How is GPU cluster autoscaling tested in the OpenAI System Design Interview?

An OpenAI System Design Interview may ask you to design autoscaling for GPU clusters, where you must balance cost efficiency with real-time workload spikes.

Why might I be asked to design queueing for long-running fine-tunes in the OpenAI System Design Interview?

The OpenAI System Design Interview includes fine-tuning scenarios to test how you handle distributed job scheduling, fairness, and fault tolerance.

How does caching for chat completions appear in the OpenAI System Design Interview?

Caching is a frequent OpenAI System Design Interview topic, requiring you to discuss TTL strategies, eviction policies, and reducing model inference costs.

What is abuse or fraud detection for API usage in the OpenAI System Design Interview?

In the OpenAI System Design Interview, fraud detection design questions test your ability to detect anomalies, rate limit suspicious users, and prevent misuse.

What does the backend engineer version of the OpenAI System Design Interview look like?

The OpenAI System Design Interview for backend engineers emphasizes database design, service orchestration, and API performance.

How does the research engineer version of the OpenAI System Design Interview differ?

For research engineers, the OpenAI System Design Interview focuses more on ML workflows, model deployment, and experimentation platforms.

How does the OpenAI System Design Interview compare to FAANG system design interviews?

The OpenAI System Design Interview is often considered more AI- and GPU-focused, while FAANG system design interviews cover broader distributed systems scenarios.

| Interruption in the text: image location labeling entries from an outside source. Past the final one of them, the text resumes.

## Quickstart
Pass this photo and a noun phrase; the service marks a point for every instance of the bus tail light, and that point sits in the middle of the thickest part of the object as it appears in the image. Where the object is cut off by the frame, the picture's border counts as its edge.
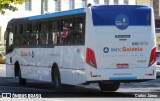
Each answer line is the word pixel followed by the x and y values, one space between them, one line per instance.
pixel 90 58
pixel 152 57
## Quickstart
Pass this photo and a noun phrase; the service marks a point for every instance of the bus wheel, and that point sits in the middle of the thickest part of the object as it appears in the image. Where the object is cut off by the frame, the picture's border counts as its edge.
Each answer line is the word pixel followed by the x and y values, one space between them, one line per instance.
pixel 109 86
pixel 56 78
pixel 22 81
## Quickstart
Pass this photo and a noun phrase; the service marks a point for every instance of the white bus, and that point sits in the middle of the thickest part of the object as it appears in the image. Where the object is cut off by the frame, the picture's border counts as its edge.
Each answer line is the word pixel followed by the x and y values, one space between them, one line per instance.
pixel 107 44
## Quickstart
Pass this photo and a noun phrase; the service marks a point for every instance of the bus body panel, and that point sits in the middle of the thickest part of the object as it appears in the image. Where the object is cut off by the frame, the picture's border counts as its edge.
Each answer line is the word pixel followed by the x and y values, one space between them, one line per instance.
pixel 121 54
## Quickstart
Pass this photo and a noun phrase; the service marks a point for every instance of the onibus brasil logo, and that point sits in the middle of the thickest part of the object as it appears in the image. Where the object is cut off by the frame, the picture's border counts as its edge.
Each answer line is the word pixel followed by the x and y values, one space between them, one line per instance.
pixel 122 22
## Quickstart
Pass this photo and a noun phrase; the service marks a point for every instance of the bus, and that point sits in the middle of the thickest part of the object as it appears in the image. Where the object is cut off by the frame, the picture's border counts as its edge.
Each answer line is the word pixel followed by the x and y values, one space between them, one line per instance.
pixel 104 44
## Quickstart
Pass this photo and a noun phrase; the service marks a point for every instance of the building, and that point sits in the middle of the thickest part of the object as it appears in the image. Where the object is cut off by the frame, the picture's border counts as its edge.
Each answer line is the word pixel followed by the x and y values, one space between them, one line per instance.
pixel 34 7
pixel 156 6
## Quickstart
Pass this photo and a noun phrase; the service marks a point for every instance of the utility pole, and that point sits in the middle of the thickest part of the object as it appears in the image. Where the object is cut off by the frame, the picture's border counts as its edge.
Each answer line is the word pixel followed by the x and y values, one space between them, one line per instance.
pixel 42 10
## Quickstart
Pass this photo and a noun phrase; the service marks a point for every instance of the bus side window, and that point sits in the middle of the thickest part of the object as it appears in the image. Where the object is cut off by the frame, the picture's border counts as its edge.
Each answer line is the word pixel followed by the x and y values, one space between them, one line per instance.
pixel 77 35
pixel 44 32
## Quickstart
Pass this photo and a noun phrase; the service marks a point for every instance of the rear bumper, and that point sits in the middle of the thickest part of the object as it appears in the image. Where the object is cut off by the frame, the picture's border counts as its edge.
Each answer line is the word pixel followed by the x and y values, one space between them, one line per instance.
pixel 129 74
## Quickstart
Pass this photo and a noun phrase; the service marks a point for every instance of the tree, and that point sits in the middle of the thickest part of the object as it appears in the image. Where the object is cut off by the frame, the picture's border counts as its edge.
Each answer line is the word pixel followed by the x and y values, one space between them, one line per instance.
pixel 10 5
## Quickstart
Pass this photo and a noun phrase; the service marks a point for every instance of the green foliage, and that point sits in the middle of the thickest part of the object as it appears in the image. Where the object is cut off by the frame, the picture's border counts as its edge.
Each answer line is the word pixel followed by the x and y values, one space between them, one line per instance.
pixel 10 5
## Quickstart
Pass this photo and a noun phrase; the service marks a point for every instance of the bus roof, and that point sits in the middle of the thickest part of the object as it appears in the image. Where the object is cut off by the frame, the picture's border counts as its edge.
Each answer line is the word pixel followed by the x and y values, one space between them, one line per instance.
pixel 75 11
pixel 49 15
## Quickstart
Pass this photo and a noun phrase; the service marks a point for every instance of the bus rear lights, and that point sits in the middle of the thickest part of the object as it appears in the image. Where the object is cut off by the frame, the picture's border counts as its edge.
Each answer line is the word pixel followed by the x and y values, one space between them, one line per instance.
pixel 90 58
pixel 152 57
pixel 94 75
pixel 151 74
pixel 125 65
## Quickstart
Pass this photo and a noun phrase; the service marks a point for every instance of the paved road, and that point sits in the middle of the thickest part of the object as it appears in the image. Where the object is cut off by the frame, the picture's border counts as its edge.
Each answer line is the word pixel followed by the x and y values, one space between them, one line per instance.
pixel 11 85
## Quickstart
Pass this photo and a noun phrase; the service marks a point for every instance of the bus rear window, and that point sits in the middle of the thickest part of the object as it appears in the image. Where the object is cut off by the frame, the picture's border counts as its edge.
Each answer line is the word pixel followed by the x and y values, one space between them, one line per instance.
pixel 106 15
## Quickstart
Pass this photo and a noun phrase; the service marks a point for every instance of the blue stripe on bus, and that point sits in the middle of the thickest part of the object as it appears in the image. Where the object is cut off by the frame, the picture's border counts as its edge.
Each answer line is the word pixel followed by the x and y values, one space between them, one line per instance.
pixel 106 15
pixel 123 78
pixel 57 14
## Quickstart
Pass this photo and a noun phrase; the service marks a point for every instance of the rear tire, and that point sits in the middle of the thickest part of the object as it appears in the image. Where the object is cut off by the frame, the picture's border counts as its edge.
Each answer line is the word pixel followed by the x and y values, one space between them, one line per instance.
pixel 114 86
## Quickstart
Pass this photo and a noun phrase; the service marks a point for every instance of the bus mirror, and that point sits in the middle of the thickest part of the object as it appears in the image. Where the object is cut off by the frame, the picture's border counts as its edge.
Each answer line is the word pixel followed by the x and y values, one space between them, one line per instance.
pixel 5 35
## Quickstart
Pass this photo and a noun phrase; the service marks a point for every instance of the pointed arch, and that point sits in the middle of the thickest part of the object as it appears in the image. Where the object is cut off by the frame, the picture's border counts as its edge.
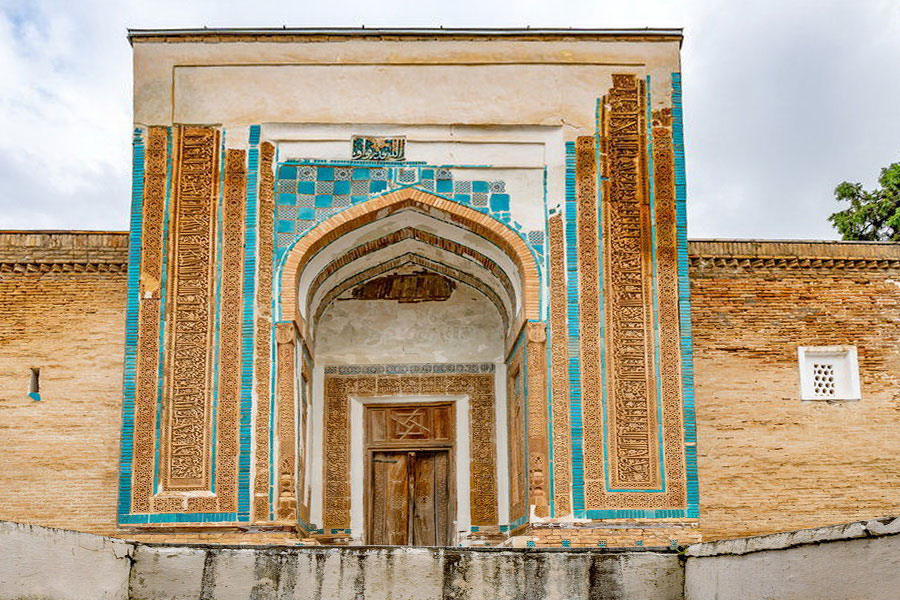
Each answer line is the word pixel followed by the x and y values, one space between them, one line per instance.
pixel 356 216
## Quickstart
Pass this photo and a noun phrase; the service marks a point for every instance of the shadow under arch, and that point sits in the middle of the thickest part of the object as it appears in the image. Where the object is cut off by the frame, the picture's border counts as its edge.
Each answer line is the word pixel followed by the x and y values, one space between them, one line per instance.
pixel 356 216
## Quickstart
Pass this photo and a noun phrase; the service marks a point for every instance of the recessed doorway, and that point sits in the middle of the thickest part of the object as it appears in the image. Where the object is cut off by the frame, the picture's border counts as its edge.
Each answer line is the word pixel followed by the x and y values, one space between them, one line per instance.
pixel 410 474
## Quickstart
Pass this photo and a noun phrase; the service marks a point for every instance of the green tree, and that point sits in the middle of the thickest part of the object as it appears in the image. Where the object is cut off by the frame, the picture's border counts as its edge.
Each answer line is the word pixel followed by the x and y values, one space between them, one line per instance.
pixel 873 215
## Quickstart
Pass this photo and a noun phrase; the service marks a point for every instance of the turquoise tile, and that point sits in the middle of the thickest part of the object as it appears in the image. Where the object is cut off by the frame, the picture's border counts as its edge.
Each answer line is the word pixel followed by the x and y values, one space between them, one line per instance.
pixel 500 202
pixel 342 187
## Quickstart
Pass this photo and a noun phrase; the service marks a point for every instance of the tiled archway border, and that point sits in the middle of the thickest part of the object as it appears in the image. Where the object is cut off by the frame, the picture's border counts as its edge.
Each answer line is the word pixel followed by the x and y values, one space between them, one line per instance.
pixel 481 224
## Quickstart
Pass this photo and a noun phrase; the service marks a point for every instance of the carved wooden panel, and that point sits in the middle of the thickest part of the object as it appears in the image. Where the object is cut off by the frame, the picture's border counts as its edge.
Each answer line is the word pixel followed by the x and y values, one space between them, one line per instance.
pixel 416 424
pixel 482 449
pixel 190 312
pixel 147 382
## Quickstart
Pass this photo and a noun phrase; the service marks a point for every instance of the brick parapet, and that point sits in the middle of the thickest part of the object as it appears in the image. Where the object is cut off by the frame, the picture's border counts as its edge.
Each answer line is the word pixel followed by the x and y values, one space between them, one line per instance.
pixel 63 247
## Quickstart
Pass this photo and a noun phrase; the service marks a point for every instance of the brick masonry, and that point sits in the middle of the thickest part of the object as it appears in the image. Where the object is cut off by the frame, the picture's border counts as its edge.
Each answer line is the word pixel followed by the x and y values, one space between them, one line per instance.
pixel 768 461
pixel 62 309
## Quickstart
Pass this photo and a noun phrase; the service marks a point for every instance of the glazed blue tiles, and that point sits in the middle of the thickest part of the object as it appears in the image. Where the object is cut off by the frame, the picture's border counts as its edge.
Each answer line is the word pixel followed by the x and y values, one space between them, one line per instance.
pixel 308 192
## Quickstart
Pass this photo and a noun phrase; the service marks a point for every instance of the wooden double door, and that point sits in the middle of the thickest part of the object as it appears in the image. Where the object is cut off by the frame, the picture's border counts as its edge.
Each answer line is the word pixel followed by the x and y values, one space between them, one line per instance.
pixel 410 496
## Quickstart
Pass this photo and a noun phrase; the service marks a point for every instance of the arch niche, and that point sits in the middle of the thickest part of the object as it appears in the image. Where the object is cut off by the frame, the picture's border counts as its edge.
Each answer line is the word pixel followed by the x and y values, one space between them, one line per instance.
pixel 474 262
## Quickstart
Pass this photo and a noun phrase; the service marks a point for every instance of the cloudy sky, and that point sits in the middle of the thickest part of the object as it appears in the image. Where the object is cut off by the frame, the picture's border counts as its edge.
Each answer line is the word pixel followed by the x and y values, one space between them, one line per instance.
pixel 783 98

Why might OpenAI ask me to design custom AI chip telemetry/serving in the System Design Interview?

This OpenAI System Design Interview scenario evaluates how you handle hardware-software integration, monitoring, and optimizing inference on custom chips.

What distributed systems questions come up in the OpenAI System Design Interview?

Distributed systems concepts like CAP theorem, consensus, replication, and sharding are common in the OpenAI System Design Interview.

Why are there two design screens in the OpenAI System Design Interview loop?

The OpenAI System Design Interview often has two design screens to assess both high-level architecture and deeper implementation trade-offs.

What are some practical tips for the OpenAI System Design Interview?

Top tips for the OpenAI System Design Interview include practicing AI-specific scenarios, clarifying requirements, discussing trade-offs, and sketching system diagrams.

How is observability for LLM latency and tokens tested in the OpenAI System Design Interview?

The OpenAI System Design Interview may require designing observability systems to track request latency, token usage, and anomaly detection at scale.